Especially you need to enjoy it because at some point de Bernières is going to change tack and tell you a about some other people, much more famous people, and what they were up to during those same years. These people are government leaders, actors on the geopolitical stage who are interested in conquest and control, people for whom political abstractions are extremely useful and for whom individual human lives matter very little. And then, inevitably, once we know a little about these people, de Bernières is going to tell what happens when the wars and the mass slaughters initiated by this  group begin to affect the lives of the first group, those innocent ones, the nice people that the reader has come to love. It won’t be pretty. In fact, it will be awful. For some, it will be as bad as life can possibly get. Good people will die for little or no reason in an variety of horrible ways; others will be twisted into monstrous shapes or simply go mad. Some will survive, but all will suffer and none remain unscathed. 

Sounds pretty depressing, eh? So why do I admire these two books so much? Because they are full of light. They are very funny and very romantic. That’s what keeps you reading and it’s also where all the light comes from. Plus you can learn some history from these books. You can learn about how a war that you’ve always known about had effects that you didn’t know about. And, amidst all this, you can learn about good and evil. That’s one thing that the light does; it makes it harder for evil to hide. It’s not that de Bernières provides some magic answer, an inspired way forward that will keep it all from happening again. No. But his stories can remind us what’s really behind the lies our leaders so often tell us, the fear, hatred, ego,  greed and pure bone-headed ignorance that are normally what it takes to get a war started. The light  can help us see understand where happiness and security really come from. 

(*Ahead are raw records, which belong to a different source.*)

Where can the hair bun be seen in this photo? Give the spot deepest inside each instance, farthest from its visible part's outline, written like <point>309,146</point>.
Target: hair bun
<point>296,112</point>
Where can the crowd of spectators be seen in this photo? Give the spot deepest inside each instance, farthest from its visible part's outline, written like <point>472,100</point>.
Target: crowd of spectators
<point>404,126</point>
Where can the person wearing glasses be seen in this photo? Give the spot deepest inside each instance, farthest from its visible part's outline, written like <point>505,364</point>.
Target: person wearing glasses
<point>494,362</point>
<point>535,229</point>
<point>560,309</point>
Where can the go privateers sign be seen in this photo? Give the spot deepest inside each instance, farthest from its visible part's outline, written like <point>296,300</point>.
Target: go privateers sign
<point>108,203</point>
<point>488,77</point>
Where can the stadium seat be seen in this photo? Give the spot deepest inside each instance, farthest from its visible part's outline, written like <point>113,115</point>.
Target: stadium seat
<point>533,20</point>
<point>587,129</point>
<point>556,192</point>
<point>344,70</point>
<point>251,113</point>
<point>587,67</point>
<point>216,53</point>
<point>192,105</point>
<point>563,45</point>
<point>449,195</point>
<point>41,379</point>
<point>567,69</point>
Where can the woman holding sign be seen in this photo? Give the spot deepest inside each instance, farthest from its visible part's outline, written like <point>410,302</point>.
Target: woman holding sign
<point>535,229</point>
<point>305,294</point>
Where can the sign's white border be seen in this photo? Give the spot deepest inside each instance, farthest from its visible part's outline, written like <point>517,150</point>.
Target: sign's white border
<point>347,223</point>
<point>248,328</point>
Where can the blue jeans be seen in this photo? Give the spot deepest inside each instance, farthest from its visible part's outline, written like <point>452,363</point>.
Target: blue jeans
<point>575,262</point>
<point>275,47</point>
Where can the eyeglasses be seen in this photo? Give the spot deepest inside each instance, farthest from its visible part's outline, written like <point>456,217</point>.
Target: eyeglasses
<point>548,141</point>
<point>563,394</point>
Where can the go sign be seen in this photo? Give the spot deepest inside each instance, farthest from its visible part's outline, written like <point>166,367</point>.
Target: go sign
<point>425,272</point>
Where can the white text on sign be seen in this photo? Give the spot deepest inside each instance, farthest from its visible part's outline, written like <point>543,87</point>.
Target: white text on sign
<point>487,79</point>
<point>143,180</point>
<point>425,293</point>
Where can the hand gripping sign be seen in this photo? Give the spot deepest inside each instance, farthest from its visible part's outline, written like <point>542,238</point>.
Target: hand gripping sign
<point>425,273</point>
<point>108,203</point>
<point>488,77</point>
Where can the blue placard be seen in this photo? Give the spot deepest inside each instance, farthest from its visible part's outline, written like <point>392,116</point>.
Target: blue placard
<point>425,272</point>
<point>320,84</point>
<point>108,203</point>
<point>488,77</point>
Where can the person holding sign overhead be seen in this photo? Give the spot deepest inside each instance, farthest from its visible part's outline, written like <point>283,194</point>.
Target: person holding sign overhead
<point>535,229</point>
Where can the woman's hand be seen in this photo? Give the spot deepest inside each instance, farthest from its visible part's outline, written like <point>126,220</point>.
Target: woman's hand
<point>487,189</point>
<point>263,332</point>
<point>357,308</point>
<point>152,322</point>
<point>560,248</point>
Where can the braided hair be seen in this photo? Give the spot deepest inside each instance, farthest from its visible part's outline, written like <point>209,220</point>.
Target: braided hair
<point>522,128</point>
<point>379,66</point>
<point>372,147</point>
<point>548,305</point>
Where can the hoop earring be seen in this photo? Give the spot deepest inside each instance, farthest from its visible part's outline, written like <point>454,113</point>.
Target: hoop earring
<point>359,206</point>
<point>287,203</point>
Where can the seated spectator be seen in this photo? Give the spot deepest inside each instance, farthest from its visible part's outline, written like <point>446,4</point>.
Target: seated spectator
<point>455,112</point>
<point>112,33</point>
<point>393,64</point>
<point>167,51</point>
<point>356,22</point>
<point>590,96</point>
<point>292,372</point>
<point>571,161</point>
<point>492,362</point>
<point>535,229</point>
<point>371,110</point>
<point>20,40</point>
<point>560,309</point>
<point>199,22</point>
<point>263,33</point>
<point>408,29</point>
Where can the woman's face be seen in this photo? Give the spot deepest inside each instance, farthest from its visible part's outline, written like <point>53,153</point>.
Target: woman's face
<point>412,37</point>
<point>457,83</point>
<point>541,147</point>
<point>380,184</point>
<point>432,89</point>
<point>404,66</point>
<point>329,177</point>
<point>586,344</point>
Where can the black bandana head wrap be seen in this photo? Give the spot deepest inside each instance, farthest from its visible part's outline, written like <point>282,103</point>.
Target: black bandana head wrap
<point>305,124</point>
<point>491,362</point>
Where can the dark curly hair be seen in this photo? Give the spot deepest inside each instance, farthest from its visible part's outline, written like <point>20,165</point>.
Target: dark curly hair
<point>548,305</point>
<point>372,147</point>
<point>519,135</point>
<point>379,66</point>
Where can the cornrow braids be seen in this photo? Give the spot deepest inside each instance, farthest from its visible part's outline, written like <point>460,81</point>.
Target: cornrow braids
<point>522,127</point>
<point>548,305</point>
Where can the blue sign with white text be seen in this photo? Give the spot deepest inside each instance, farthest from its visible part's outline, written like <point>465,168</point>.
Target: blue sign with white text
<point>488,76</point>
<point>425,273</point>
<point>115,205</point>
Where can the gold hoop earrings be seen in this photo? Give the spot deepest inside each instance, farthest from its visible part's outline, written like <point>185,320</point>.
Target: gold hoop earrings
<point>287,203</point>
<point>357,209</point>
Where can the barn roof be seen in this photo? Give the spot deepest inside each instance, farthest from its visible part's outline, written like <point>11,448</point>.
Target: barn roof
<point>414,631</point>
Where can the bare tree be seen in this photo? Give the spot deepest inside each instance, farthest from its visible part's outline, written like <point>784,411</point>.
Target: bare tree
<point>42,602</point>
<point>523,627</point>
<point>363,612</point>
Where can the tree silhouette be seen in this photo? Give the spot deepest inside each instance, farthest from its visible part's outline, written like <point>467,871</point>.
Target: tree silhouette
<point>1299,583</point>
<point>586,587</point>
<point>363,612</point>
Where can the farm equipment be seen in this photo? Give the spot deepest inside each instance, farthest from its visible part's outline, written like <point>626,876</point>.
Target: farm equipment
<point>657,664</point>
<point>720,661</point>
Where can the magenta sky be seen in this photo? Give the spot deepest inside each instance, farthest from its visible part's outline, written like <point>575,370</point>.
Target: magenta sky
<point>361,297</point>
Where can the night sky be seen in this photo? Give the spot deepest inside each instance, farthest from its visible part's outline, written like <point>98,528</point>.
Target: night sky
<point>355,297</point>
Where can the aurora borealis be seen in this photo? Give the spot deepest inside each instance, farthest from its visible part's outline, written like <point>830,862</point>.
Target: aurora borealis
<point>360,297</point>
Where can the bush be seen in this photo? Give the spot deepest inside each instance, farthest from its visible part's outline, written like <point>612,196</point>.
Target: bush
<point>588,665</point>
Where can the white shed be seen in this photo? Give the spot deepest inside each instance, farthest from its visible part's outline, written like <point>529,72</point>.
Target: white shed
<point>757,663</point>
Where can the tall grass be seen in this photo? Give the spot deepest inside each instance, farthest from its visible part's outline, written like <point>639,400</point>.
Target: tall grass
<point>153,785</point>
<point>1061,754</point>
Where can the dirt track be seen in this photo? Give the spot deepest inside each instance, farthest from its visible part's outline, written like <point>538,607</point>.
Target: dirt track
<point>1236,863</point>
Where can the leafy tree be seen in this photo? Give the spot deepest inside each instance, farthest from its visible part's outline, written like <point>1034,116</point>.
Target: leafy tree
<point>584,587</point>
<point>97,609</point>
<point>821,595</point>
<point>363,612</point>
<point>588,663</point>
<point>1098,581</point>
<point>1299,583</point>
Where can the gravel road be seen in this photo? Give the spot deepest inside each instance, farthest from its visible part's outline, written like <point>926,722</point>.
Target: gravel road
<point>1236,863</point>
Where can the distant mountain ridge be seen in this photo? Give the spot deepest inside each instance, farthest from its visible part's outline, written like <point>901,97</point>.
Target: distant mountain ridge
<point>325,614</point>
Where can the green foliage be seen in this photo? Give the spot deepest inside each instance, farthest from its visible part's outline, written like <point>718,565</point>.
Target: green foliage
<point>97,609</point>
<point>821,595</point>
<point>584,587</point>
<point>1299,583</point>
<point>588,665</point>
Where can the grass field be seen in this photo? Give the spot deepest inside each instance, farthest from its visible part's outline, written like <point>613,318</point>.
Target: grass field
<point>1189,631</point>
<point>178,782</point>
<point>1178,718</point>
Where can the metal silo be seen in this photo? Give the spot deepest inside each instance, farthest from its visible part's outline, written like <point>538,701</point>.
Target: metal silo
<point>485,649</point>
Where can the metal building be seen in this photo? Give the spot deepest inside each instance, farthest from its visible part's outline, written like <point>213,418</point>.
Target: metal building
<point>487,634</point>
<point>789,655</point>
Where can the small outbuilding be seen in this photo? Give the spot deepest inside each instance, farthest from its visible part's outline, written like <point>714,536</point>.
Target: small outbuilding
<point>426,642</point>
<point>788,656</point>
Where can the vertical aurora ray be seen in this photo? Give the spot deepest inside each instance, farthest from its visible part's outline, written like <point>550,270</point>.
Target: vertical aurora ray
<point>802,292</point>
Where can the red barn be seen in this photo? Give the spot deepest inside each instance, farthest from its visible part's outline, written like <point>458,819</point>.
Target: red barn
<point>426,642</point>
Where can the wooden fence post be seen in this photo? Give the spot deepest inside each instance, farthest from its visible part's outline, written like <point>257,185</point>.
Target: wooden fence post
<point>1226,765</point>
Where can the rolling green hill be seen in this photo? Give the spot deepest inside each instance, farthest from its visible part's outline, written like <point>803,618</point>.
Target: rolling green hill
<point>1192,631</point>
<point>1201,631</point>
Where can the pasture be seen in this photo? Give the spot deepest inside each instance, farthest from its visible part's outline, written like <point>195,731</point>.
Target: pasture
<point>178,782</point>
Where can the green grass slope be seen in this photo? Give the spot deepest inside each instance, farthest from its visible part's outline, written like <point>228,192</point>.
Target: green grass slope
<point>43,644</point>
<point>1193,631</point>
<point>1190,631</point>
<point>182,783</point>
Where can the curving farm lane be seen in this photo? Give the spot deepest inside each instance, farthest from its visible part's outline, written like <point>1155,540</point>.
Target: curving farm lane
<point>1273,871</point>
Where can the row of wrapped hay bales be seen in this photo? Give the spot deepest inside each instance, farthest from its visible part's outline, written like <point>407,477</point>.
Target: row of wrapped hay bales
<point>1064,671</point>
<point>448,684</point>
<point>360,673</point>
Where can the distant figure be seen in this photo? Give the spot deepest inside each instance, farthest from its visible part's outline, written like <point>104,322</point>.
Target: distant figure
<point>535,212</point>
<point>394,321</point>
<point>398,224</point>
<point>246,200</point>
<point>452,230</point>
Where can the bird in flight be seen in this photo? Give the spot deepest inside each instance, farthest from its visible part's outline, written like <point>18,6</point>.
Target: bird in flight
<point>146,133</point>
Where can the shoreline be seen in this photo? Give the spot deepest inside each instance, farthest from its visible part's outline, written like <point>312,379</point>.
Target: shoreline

Of the two books, Corelli’s Mandolin is more immediately accessible, with unique and memorable characters, some broad humor, and an underlying historical setting that will not be totally unknown to most readers. Birds Without Wings tells of a lessor known and even more fascinating cultural milieu. Its philosophy is more nuanced, its ironies more open-ended. But both of these are books in the great tradition of novels. They are about individual people in very particular places and yet they also tell a story about everything else; they tell us how to live.